日本の白ワインは「甲州」と名のつくものが多いのですね。これ、山梨県甲州地方で作られたワインの総称ではなく、日本固有のブドウの品種名で、日本を代表する白ワイン用の品種なのです。でも、じゃあどんなブドウ?と訊かれると、多くの人が詳しく知らないでしょう。実はこの甲州に日本ワイン誕生のルーツがあるのです。

 

「そこに甲州があったから」日本の白ワインは産声を上げられた

 

栽培の歴史は古く、平安時代に今の甲州市勝沼地区の岩﨑という村で発見されたという説があるほど。寒暖の気温差が激しい勝沼地区の土壌が栽培に適していたこともあり、ブドウは甲州地方の名産品として全国に知られていました。明治に入った1877年、日本最初の民間ワイン会社が甲州市に創立されたのもこの土壌があってのこと。
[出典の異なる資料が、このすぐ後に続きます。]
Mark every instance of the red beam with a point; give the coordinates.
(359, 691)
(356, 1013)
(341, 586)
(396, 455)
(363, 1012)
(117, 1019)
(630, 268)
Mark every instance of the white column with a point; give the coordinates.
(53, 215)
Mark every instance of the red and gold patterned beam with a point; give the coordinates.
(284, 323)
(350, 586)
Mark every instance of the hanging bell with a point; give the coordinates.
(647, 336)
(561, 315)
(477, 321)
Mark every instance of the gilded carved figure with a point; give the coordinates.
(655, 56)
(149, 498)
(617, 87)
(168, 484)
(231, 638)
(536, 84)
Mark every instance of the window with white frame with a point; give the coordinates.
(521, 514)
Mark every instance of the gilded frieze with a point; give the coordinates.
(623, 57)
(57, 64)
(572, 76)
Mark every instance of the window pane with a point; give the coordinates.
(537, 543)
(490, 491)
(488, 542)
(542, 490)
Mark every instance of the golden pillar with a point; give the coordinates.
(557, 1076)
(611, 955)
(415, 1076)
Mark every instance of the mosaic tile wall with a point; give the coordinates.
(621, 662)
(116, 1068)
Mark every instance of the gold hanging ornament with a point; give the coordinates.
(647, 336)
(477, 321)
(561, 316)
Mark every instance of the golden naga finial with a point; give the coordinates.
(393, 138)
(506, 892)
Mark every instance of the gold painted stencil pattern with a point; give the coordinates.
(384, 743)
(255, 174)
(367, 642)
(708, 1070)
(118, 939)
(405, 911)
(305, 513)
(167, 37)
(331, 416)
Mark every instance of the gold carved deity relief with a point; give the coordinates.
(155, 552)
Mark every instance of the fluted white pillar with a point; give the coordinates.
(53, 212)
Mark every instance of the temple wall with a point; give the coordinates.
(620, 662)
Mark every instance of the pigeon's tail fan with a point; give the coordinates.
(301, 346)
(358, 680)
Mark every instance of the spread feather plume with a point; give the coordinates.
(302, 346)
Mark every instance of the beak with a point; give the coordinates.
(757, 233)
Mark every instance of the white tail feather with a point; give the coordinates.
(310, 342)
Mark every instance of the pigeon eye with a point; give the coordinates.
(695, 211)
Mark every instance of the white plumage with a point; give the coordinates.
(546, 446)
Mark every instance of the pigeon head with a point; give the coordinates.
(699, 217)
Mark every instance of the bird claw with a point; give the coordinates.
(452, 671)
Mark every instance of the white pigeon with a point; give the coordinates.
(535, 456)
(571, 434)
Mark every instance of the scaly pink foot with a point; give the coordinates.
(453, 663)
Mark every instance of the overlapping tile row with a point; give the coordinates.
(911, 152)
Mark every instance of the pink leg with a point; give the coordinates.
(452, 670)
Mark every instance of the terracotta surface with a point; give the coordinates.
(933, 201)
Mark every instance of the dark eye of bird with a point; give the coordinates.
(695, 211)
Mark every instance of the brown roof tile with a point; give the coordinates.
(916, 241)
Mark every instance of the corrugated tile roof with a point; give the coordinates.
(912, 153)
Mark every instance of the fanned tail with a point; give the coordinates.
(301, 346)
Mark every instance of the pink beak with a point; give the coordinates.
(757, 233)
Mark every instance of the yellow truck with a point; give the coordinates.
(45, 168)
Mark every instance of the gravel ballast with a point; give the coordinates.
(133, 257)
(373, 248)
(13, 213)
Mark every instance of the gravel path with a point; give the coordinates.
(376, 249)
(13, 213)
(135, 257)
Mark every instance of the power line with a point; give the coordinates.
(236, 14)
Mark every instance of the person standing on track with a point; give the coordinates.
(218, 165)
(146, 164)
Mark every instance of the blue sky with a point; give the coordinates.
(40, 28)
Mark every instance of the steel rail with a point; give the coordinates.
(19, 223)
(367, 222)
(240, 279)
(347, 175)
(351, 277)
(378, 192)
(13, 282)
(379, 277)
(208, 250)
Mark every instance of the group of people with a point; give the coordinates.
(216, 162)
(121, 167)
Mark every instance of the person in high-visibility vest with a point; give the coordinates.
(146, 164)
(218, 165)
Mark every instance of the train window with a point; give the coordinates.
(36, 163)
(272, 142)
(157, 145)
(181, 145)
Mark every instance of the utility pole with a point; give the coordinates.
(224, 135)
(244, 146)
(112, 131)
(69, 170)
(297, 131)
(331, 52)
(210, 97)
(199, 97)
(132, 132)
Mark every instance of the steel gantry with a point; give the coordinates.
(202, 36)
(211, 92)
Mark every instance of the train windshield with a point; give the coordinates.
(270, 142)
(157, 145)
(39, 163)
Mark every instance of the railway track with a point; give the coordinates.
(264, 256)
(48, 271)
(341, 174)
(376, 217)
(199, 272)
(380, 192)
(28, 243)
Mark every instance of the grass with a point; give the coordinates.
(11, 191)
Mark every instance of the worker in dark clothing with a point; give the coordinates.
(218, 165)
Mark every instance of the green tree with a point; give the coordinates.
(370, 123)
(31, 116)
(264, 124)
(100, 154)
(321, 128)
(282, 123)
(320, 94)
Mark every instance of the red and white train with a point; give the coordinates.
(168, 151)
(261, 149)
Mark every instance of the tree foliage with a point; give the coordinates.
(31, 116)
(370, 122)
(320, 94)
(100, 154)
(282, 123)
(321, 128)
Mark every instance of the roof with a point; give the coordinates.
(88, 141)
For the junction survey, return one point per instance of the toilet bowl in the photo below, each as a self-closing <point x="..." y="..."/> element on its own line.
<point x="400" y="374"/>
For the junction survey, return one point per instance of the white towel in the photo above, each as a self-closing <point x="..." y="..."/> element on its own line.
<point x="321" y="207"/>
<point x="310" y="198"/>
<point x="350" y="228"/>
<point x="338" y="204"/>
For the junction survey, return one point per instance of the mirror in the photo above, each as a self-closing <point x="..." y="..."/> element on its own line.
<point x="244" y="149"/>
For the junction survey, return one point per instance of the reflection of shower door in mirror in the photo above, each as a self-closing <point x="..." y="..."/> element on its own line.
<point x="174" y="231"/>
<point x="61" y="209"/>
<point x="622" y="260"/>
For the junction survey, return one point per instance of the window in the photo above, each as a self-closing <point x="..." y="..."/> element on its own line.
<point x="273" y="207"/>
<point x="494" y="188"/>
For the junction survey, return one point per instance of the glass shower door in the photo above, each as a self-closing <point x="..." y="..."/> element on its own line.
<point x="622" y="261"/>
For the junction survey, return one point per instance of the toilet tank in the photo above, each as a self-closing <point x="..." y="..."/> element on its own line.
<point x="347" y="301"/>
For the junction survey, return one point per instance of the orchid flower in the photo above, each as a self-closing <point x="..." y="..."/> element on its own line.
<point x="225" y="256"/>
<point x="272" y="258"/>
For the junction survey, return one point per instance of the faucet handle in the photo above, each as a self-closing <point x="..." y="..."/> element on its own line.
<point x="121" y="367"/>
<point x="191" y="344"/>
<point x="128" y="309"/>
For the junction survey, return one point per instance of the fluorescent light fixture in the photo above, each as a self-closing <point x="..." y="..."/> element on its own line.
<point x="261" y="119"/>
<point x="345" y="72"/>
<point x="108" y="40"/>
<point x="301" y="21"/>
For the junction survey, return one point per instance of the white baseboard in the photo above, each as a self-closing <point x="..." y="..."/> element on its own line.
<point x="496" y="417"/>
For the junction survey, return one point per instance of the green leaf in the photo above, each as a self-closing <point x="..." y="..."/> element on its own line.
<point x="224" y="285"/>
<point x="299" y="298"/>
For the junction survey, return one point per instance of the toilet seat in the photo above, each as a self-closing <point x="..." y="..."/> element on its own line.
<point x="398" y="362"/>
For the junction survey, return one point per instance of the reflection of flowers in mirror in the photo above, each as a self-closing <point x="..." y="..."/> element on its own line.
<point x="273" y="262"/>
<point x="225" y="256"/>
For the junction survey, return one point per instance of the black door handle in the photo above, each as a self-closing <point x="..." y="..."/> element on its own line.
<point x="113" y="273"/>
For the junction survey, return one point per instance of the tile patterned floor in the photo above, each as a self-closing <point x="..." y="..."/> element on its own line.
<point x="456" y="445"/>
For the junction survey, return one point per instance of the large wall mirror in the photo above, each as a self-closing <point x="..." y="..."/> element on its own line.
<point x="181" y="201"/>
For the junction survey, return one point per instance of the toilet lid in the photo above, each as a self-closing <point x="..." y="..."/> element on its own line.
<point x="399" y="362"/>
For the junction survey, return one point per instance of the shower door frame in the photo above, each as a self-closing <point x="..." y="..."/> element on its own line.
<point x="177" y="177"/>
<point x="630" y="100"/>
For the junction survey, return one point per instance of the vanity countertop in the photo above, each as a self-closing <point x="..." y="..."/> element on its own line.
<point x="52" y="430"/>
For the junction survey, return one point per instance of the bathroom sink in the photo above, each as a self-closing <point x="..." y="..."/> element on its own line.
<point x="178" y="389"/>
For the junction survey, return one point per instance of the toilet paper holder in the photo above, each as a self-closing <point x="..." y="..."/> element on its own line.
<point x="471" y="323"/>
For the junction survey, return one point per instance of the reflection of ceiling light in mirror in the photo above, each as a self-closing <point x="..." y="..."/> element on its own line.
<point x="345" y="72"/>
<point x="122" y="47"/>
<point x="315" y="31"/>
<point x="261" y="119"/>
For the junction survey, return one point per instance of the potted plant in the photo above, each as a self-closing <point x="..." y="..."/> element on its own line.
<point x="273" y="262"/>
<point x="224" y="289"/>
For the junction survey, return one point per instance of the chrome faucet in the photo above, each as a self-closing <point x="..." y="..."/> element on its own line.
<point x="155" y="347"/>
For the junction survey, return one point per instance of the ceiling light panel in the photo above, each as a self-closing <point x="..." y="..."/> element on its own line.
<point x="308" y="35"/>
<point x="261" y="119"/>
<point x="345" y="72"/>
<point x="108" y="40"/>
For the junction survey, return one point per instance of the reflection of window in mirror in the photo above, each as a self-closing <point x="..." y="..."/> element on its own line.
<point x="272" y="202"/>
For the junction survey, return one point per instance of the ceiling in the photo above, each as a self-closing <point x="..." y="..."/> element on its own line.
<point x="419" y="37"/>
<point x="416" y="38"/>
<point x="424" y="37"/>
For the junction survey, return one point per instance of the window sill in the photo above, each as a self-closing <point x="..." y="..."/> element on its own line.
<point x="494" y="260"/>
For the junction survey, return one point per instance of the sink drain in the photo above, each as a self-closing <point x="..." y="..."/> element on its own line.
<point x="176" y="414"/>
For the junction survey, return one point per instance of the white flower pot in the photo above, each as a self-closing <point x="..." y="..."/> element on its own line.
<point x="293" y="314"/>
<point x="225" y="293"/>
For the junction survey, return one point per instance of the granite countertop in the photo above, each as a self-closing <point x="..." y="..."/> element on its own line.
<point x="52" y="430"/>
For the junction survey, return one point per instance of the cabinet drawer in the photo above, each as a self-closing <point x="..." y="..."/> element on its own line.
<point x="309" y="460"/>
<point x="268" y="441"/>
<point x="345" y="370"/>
甲州はずっと食用でしたが、このときからワインの醸造用としても使われることになったのです。

 

甲州の味は当初から評判が高く、ヨーロッパの有名銘柄に匹敵する上品で繊細な味わいをもっているとされました。が、一方、「おとなしく個性が凡庸」と比喩されることも。そこでワインの開発者たちは、甲州の味をもっとランクアップさせるため、努力に努力を重ねたいのです。